Kerk & religie

Liever reformerend dan gereformeerd

Een kerk kan beter een reformerende kerk heten dan een gereformeerde kerk. De zeventiende-eeuwse predikant Johannes Hoornbeeck pleitte met anderen voor een nadere, doorgaande Reformatie. De Latijnse uitdrukking doet het tot op heden nog heel goed: „Ecclesia reformata semper reformanda.” Een gereformeerde kerk moet altijd gereformeerd worden.

Dr. W. van ’t Spijker
8 May 2008 14:40Gewijzigd op 14 November 2020 05:49

De term Nadere Reformatie is waarschijnlijk voor het eerst gebruikt als aanduiding van een beweging die een werkelijk doorgevoerde Reformatie voorstond. De term is ontstaan in de zogeheten Utrechtse kring rond de theoloog Gisbertus Voetius. Het woordje ”nader” wil in dit verband zeggen: dichter bij de werkelijkheid gebracht. In het Engels spraken theologen wel van ”further”, een verder doorgevoerde Reformatie. Ze waren ervan overtuigd dat de Reformatie slechts ten dele had plaatsgehad.De beweging kreeg vooral betekenis na de grote synode van Dordrecht (1618-1619), hoewel er reeds duidelijke tekenen van hetzelfde streven aan het einde van de zestiende eeuw zijn aan te wijzen.

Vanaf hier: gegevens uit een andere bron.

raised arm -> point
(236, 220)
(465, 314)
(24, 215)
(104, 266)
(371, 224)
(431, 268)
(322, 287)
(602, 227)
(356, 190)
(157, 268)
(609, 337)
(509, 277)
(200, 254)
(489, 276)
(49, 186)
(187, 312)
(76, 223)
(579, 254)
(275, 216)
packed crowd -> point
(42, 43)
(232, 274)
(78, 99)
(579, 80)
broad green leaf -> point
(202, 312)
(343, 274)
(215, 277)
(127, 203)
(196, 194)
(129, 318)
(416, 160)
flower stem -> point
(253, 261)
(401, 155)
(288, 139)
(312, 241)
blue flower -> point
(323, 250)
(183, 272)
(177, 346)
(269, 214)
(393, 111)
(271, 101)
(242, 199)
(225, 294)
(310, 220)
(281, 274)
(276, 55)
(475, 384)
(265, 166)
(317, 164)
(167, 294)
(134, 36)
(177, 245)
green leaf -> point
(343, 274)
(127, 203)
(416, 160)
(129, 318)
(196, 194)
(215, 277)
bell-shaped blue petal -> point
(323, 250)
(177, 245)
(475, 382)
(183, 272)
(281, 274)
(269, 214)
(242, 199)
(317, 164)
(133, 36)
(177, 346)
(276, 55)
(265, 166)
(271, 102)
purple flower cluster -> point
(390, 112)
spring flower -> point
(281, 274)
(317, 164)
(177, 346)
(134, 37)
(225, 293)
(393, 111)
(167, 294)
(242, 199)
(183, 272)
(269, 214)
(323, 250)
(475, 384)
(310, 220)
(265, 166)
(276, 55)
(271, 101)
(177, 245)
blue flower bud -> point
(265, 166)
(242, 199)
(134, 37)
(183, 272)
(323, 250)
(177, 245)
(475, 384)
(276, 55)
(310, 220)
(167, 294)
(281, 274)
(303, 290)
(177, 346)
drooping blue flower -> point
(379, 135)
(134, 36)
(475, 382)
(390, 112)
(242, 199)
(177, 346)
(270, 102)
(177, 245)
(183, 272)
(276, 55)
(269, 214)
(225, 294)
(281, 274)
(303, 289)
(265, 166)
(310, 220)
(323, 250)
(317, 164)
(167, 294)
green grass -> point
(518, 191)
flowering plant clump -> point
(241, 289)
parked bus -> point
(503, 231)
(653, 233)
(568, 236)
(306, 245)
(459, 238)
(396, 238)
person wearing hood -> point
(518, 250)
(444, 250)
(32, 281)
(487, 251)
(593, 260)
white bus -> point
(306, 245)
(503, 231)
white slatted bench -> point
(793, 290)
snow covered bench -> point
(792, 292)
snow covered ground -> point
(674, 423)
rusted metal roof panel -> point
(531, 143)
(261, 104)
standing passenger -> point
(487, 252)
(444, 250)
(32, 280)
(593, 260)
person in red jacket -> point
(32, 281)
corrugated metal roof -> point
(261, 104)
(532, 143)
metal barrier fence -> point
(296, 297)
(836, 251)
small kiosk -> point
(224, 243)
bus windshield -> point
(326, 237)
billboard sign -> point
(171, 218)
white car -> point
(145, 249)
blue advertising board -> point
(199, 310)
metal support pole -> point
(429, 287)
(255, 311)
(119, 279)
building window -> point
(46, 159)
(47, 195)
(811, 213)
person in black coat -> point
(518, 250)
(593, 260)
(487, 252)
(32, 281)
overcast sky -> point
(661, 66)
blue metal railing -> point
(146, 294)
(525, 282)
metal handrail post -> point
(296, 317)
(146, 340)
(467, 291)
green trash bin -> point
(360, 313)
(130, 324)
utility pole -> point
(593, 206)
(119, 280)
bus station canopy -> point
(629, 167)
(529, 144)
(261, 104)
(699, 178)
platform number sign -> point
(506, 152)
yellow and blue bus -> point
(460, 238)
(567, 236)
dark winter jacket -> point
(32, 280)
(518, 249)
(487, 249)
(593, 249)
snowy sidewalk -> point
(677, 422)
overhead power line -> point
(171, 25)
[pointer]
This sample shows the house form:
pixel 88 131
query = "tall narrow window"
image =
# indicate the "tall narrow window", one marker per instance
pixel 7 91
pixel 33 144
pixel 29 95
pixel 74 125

In Dordt was de leer vastgesteld. Maar de gezuiverde leer kan niet zonder een waarlijk christelijk leven, anders ontstaat er een dode orthodoxie. Die twee moeten altijd samengaan: leer en leven, theorie en praktijk, geloof en ervaring, orthodoxie en bevindelijkheid. Scheiding van deze werkelijkheden leidt tot verschraling van elk van beide. Bij de volle waarheid past een oprecht leven voor God.

Raamwerk
De specifiek Nederlandse beweging staat niet op zichzelf. Zij maakt in belangrijke mate deel uit van een groter Europees raamwerk, dat in die tijd op zijn beurt de gevolgen onderging van een culturele omslag. De Europese oorlogen hadden daarbij een rol gespeeld, maar niet minder de verschuivingen binnen een totaliteit van om zich heen grijpend wijsgerig denken. Op de achtergrond speelden deze factoren mee.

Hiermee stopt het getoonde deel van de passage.